¿Tienes poca energía?, ¿Te cuesta mucho más que antes aguantar el rodaje largo de turno? ¿Has perdido vitalidad? ¿Te falta chispa en las cuestas?… Seguro que te has olvidado de que tus músculos necesitan proteínas "a cholón".
LO QUE LES PASA A LAS PROTEÍNAS EN MI CUERPO
Las proteínas que ingerimos tienen mezcla de hasta 20 aminoácidos, que son los bloques esenciales con los que se forman estos nutrientes. La digestión escinde la proteína en esos bloques, que pueden así ser absorbidos por el cuerpo y luego vueltos a estructurar para generar tejidos como el músculo, el tejido conectivo, proteínas inmunes, etc. Este proceso es un flujo constante, aunque los músculos contienen la mayor parte de las proteínas éstas no están “bloqueadas” en ellos.

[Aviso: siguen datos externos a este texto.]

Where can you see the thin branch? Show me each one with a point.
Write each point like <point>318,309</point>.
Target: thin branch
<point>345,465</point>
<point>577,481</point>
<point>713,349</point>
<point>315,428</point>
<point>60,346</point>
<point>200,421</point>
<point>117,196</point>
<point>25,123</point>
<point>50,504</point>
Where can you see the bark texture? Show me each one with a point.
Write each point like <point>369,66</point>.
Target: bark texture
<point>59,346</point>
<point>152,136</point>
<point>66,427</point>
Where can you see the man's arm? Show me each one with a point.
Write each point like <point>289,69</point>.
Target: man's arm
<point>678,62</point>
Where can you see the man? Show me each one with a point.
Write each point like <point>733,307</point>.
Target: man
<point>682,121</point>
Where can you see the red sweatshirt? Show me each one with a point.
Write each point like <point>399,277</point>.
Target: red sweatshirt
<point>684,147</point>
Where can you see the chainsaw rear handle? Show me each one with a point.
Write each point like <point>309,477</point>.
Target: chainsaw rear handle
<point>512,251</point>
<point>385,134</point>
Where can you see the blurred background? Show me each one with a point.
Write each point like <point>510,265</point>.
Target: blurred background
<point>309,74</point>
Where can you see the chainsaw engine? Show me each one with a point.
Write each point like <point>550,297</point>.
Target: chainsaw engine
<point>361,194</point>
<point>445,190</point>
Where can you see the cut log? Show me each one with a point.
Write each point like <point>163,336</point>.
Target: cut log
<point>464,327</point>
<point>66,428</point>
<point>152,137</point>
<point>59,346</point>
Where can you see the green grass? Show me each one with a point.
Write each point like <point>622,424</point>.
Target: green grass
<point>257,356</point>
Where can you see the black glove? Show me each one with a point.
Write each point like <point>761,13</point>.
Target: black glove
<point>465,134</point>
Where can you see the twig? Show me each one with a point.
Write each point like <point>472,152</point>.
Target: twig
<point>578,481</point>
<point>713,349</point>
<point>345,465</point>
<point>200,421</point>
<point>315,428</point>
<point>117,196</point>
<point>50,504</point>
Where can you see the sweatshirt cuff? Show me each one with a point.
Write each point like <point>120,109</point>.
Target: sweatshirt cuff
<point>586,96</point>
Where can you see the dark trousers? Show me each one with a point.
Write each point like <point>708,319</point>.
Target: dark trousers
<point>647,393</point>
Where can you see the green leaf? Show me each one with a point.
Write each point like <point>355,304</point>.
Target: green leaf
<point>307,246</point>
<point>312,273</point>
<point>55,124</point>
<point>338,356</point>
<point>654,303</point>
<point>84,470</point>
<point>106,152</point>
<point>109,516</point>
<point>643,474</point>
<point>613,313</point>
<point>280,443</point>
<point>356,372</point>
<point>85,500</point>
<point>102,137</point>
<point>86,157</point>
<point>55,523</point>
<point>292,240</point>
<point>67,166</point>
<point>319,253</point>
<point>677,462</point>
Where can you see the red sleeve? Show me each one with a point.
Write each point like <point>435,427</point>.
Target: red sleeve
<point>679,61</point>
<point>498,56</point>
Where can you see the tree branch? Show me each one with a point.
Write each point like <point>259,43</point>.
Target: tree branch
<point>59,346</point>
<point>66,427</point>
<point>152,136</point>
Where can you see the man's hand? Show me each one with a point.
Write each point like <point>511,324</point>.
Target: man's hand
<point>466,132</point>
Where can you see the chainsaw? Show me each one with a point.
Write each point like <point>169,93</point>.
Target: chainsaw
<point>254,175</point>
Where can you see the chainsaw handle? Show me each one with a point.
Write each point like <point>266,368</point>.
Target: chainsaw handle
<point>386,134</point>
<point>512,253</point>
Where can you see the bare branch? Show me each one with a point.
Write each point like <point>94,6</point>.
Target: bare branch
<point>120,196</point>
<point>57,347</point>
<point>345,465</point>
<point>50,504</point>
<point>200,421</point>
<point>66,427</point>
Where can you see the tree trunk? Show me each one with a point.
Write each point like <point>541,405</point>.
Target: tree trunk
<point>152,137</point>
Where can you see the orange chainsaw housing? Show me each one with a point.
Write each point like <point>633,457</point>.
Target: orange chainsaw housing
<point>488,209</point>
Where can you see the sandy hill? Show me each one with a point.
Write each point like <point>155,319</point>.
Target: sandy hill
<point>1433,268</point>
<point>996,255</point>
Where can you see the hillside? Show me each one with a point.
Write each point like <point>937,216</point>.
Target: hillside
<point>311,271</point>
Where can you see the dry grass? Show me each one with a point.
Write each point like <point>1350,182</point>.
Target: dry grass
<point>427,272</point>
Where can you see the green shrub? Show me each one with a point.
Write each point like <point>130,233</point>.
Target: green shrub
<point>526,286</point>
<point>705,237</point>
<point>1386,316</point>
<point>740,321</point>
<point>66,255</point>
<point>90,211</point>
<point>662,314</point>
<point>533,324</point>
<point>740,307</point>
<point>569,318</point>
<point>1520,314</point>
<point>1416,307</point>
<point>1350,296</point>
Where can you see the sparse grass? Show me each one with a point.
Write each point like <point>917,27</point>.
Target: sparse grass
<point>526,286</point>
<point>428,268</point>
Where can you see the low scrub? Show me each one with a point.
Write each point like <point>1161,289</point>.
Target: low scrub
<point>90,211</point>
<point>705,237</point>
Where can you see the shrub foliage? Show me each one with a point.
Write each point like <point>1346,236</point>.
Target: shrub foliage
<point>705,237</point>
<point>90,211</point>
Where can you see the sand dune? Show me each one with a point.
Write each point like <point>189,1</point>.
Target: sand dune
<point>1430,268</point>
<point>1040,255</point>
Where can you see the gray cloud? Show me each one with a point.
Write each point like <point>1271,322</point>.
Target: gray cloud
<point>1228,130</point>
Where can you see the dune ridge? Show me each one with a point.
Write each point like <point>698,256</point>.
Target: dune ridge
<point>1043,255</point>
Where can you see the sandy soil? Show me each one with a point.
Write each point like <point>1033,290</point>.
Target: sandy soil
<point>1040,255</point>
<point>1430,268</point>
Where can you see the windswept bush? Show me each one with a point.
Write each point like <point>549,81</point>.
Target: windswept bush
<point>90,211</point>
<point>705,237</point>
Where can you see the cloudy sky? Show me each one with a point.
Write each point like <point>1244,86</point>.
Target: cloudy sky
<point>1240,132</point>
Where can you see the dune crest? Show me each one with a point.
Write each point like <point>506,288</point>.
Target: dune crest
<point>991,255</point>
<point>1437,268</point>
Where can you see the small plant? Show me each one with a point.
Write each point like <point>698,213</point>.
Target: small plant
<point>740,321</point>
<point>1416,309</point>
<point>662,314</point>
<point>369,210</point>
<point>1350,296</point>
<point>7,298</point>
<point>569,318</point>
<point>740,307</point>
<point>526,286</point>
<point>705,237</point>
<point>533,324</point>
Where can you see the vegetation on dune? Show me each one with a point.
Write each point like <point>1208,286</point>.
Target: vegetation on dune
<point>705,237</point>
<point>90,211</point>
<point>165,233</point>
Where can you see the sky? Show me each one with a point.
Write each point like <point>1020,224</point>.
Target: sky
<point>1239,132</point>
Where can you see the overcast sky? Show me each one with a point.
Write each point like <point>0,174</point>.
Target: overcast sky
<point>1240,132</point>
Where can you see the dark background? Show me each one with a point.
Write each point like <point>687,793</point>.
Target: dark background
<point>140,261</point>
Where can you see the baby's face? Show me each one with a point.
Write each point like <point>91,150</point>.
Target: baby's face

El balance del nitrógeno, que es como se llama este proceso, está controlado por factores hormonales, por la cantidad de calorías que tomas en tu dieta y por la disponibilidad de los aminoácidos, particularmente los nueve esenciales que tu cuerpo no puede sintetizar y tienes que tomar forzosamente en tu dieta. Depende de forma directa de tu nivel de actividad, ya que el ejercicio es el mejor factor anabolizante (constructor de músculo) que existe.
|
Los alimentos más ricos en proteínas son la carne, el pescado, los huevos, la leche y sus derivados, las leguminosas y los frutos secos. Pero en realidad, todos nuestros alimentos en su estado natural contendrán proteínas, aunque sólo sea en pequeñas cantidades.
Podemos considerar que un plátano, una coliflor o una espinaca no son fuentes importantes de proteínas; sin embargo, contienen un 2 o 3 % de éstas. Los cereales, compuestos en su mayor parte por almidón (es decir, por hidratos de carbono), contienen también alrededor de un 10% de proteínas.
Curiosamente, en la dieta media de Europa, tan rica en proteínas, hasta el 4% de éstas proviene de las patatas, a pesar de que éstas no suelen considerarse como una fuente de proteínas.
Sólo algunos de nuestros alimentos, obtenidos de su fuente natural por un proceso de extracción, carecen totalmente de proteínas. El azúcar, por ejemplo, no contiene más que sacarosa, un hidrato de carbono. En el azúcar no hay proteínas (ni vitaminas, ni grasas, ni elementos minerales), pero en la caña o en la remolacha originales sí había algunas proteínas.
De forma similar, todos los aceites que empleamos para nuestra alimentación son grasas puras, pero las aceitunas, las nueces de palma o cualquier otra fuente que se haya usado para obtener el aceite son también fuentes de proteínas.
El almidón se puede extraer puro a partir del trigo, del maíz o del arroz, que también contienen proteínas.